Dyskryminacja w ofercie pracy. Musisz mieć azjatyckie rysy twarzy
Umowę o pracę, 3 –dniowy tydzień pracy i atrakcyjne zarobki. Kandydat nie musi posiadać żadnego doświadczenia. Najważniejszym i właściwie jedynym wymogiem jest wygląd. A dokładniej: azjatyckie rysy twarzy.
06.12.2013 | aktual.: 06.12.2013 12:45
Zainteresowani pracą mieli wysłać swoje CV poprzez stronę, na której pojawiło się ogłoszenie. Danych firmy nie udało nam się znaleźć w internecie. Nie można też było dodzwonić się pod wskazany w ofercie numer telefonu, nikt nie odpowiedział na maila.
- Jeśli nawet oferta jest prawdziwa, to ma charakter dyskryminacyjny.
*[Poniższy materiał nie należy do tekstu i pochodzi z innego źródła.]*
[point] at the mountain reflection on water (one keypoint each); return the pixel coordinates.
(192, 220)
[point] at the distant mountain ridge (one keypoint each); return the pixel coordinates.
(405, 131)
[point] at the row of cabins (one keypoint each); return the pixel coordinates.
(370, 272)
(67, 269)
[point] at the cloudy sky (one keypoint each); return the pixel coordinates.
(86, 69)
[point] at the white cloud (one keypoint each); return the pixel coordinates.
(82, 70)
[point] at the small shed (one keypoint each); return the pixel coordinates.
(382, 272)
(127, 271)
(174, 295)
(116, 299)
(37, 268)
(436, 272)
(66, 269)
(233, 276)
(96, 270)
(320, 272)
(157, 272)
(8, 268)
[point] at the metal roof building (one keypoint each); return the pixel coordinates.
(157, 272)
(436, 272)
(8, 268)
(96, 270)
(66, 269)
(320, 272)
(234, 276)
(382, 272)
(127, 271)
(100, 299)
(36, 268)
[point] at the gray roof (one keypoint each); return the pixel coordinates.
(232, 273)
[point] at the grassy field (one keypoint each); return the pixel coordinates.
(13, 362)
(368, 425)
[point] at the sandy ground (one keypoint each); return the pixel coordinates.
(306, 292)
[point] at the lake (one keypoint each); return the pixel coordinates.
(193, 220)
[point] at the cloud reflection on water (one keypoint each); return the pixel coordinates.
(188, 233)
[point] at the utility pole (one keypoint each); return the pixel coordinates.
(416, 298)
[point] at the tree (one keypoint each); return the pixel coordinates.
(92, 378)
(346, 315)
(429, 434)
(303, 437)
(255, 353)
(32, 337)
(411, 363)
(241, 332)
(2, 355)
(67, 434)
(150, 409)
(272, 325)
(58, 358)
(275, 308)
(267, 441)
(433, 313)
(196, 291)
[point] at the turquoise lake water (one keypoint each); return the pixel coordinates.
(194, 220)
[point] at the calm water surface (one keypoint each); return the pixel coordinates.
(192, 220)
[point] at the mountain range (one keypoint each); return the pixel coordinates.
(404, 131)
To niezgodne z przepisami, by w rekrutacji brały udział tylko osoby o określonym wyglądzie. Inna sprawa, czy rzeczywiście ktoś po 3 –dniowym kursie może zostać bioenergoterapeutą? Tu raczej poszukiwany jest ktoś, kto mógłby udawać tego specjalistę. Kłopot polega na tym, że trudno dziś weryfikować ogłoszenia, które ukazują się w internecie. Pracodawcy piszą w nich cuda, oferują gigantyczne zarobki. Niestety wiele osób wysyła CV. Jeśli ktoś od miesięcy bezskutecznie poszukuje pracy, traci czujność i daje się oszukać. Niektóre firmy w taki sposób pozyskują dane, które potem sprzedają firmom telemarketingowym – mówi Jarosław Krzymkowski, radca prawny z Kancelarii J. Różycki i A. Cieplewicz.
Co grozi za dyskryminację?
Pracodawca - zgodnie z przepisami - jest zobowiązany do równego traktowania kandydatów do pracy i niedyskryminowania ich m.in. ze względu na płeć, wygląd, wiek, wyznanie, przekonania polityczne, orientację seksualną czy też niepełnosprawność. Zakaz dyskryminacji obowiązuje już na etapie nawiązywania stosunku pracy, a więc dotyczy wszystkich faz rekrutacji, w tym najwcześniejszej z nich - ogłoszenia o pracę.
- Przepisy prawa pracy wykluczają stosowanie niedozwolonych elementów dyskryminujących na etapie rekrutacji - mówi Krzysztof Sosnowski, koordynator merytoryczny serwisu Radapracownikow.pl na stronach serwisu PulsHR.pl. - Wyjątek stanowi sytuacja, gdy pracodawca jest w stanie obiektywnie udowodnić, że ze względu na charakter wykonywanej pracy na danym stanowisku może pracować np. wyłącznie mężczyzna. Przykładem może być tu praca górnika umieszczona w wykazie zawodów szczególnie uciążliwych lub niebezpiecznych dla zdrowia kobiet.
Jeśli pracodawca naruszy w stosunku do pracownika zakaz równego traktowania w zatrudnieniu, ten ma prawo do odszkodowania w wysokości nie niższej niż minimalne wynagrodzenie za pracę. Kodeks pracy nie określa maksymalnej wysokości odszkodowania. Zostaje ono ustalone przez sąd pracy, stosownie do okoliczności danej sprawy.
Co z tymi bioenergoterapeutami?
Bioenergoterapia jest zawodem wpisanym na oficjalną listę. Zdobywa się go poprzez zdanie egzaminu państwowego w Związku Rzemiosła Polskiego. Można podchodzić do niego na dwóch poziomach: czeladniczym i mistrzowskim. Z kolei osoba posiadająca kwalifikacje czeladnicze i trzyletnią praktykę zawodową może podwyższyć kwalifikacje zdając egzamin mistrzowski i uzyskując tym samym prawo do tytułu instruktora zawodu.
- Kursy bioenergoterapii „amatorskiej”, czyli tylko dla własnych celów trwają przeciętnie od 60 do 120 godzin i nie uprawniają do wykonywania zawodu. Trudno nawet komentować tę ofertę pracy – mówi Waldemar Wodzyński z Polskiego Stowarzyszenia Bioenergoterapeutów BIOPOL.